Useful Learning From My Experience

Programmatic migration is where you use software to achieve a fast data migration. It’s far faster than manual migration.

It collects information held in one format, or way, and transforms it so that it can be read in a new context or programme. Web content, for example, is often held in a SQL database

A SQL database is a collection of linked tables.

You might want to be replacing an old Content Management System with a new one, for example.

I’ve worked on several migrations from old CMS systems, such as WordPress, or Joomla, to new SharePoint websites. Microsoft have invested in making SharePoint a powerful tool for running intranets and public sites so it is an attractive proposition for companies like AELTC and organisations like BEIS.

To work in SharePoint, the information in content has to be set out in the correct format, matching the database fields behind the scenes.

Clever Software for fast data migration

Clever software is used to capture content in one format and transform it into a new arrangement.

But there are quite a few things that can go wrong in this process.

Experian have done an excellent blog on this which has stood the test of time. While Experian found the catchy number of eight, and please visit their site to read their list, I’ve identified five problems I’ve seen.

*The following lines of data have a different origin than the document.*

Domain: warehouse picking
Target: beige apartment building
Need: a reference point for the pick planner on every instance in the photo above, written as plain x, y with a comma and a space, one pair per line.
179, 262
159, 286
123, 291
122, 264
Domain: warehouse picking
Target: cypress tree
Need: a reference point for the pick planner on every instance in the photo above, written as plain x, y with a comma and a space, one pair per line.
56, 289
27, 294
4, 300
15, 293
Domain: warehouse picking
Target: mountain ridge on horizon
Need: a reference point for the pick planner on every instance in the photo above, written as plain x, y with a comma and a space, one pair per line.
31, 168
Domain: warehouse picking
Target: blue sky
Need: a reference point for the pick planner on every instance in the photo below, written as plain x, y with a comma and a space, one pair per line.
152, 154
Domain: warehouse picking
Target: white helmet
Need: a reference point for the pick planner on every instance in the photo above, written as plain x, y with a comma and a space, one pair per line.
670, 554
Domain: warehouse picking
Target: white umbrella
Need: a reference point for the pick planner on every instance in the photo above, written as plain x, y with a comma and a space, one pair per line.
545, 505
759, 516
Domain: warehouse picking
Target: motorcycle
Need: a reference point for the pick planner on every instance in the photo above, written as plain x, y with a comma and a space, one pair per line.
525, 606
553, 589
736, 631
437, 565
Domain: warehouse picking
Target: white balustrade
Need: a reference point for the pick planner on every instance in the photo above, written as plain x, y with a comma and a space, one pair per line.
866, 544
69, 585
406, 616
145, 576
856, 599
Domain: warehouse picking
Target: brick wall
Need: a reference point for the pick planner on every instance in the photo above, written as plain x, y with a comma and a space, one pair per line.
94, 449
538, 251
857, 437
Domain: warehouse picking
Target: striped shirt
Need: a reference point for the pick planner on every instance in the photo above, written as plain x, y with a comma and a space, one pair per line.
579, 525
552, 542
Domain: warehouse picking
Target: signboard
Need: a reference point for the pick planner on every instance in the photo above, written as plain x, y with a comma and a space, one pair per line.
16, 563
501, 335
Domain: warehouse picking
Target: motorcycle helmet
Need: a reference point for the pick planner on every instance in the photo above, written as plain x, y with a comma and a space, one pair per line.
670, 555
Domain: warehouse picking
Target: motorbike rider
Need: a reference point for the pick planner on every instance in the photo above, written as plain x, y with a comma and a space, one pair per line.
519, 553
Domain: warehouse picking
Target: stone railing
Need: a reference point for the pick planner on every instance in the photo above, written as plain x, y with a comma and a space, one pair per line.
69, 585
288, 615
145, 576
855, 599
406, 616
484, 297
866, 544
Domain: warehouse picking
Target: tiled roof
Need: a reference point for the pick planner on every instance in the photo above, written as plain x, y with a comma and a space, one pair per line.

  1. Clients having poor knowledge of the problems with their existing data and assuming technology will find a solution quickly
  2. Pre-migration laziness – not carrying out a good enough preparation data analysis exercise to understand the fundamental structure of the As Is database, and its fields. This means not noticing guff in the wrong fields – and if not picked up, this means contents with errors in it can be migrated. If the site has thousands of pages, manual tester tend only to sample pages, rather than read the whole context in the new environment. As a result, hunting down the problem pieces of content once migrated is a massive task and confidence in your solution will disappear.
  3. Non-validation of the specification and requirements of the new database -known as its database schema, or abstract mapping of the fields contained in the tables which make up the database. SharePoint has its own database schema, which sets out how information shown to the end user through their web browser is contained and stored behind the scenes. Serious study of the TO BE database schema is needed to specify how information from the AS IS system is to be stored in the TO BE new database.
  4. Not enough early stage testing – Sometimes, people use sample content which is not representative of the main content to be migrated.
  5. Post-migration – there are bandwidth constraints which control or limit the amount of information which can be migrated in an hourly or daily period. Often people wait until all of the data is transferred before then testing the new content, in the new system, to see if it has been properly transferred. This often delays a horrible surprise which is better coming early, so you have time to respond. That is, you get to the end and you find out that all the headline text from one website is coming through as body text in the new website because the fields were not properly mapped against each other in your script. Introducing batching, with associated early and agile prototyping stages, means you will find problems and deal with them early, rather than waiting till the end, when your scope for avoiding a poor user experience and embarassment is limited.